The Department of Theatre and Dance presented Geneseo Dance Ensemble’s spring show “Connected Kinetics” in Alice Austin Theatre from April 12 – 15. With this show, the ensemble celebrated its 44th year in existence and 88th dance concert performance.
“Connected Kinetics” was unique in that it not only showcased a variety of dance styles from multiple cultures and time periods, but also featured choreography by faculty, students, alumni and guest artists.
The show opened with striking energy in “Moving Forward,” a lively number with a Middle Eastern feel, choreographed by senior Jamie Hartle. The number – performed in the adjudicated concert at the Northeast Regional American College Dance Association Conference at Penn State University in early March – was fast-paced and exciting, incorporating interesting lifts and strong flow.
The peppy “Moving Forward” set an animated tone for the show, which despite its consistent energy also included numbers with more emotional sensibilities.
Senior Joshua Lang’s performance of his composition project “It’s Alive” added an element of surprise. The number began with chaotic ballet to the tune of Igor Stravinsky’s “Duo Concertante: IV.” Next, deafening sound effects transitioned the classical dance into a monologue that focused on how monsters like Frankenstein’s creature are more relatable than most people expect.
“Maria Va,” the modern number that closed the first act, incorporated passionate movements and tight dancer formations to create a rare and precious emotional connection with the audience.
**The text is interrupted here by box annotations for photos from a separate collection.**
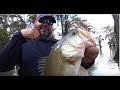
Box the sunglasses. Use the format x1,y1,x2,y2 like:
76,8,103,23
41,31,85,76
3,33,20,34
39,19,53,26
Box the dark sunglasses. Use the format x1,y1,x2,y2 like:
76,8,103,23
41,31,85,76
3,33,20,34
39,19,53,26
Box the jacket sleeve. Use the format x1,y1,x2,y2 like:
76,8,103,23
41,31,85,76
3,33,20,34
0,31,26,72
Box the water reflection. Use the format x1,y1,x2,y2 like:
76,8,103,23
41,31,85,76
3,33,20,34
88,41,120,76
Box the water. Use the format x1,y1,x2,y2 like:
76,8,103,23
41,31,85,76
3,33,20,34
88,41,120,76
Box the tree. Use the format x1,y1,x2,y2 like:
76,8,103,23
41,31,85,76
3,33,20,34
56,14,93,36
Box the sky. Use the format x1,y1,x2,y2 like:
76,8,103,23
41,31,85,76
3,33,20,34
79,14,114,30
55,14,114,37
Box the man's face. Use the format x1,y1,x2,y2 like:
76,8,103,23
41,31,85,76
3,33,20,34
34,18,53,39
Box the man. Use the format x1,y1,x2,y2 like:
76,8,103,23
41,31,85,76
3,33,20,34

Adjunct dance faculty member and ’06 alumna Heather Acomb choreographed the number to the ethereal music of Icelandic band Sigur Rós.
“Maria Va” seemed to explore themes of love and friendship along with people’s dependence upon their relationships with others. The lighting, designed by technical director Johnnie Ferrell, was a powerful symbol in the number, setting off a soft yet intense tone.
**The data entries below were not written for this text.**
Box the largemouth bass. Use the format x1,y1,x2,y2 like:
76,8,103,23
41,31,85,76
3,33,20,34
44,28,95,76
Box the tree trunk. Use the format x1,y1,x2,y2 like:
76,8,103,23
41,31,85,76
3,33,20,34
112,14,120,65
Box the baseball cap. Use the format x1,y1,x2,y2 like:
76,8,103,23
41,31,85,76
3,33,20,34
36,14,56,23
Student-choreographed solos utilizing a variety of props were mixed in with the group dances. In the first act, senior Katie Keller danced with a large pink flower in her composition “Wilted.” The second act included “Journey,” a composition by senior Rachael Beckman about packing a bag to leave a treasured place. In “The Other Side,” senior Lauren Whitehead used a portable ballet barre to indicate another world.
A highlight of the second act was a four-part number called “Tobi Roppo,” choreographed by artist-in-residence Sabatino Verlezza. “Tobi Roppo” is a kabuki term that pertains to physical readiness to move in any direction. Dance professor and Artistic Director Jonette Lancos performed the first three parts and a group of student dancers performed the final part, “Rebirth.”
“Connected Kinetics” ended with a version of a traditional Irish dance, “Téaltaithe Loch,” reworked by artist-in-residence Edward J. Murphy Jr.
While it would be wonderful to see the group tackle tap dancing next fall, the interesting addition of Irish dance to the program showed off the versatility of the Geneseo Dance Ensemble, who successfully integrated ballet, modern and contemporary dance, jazz, and cultural dance into one cohesive show.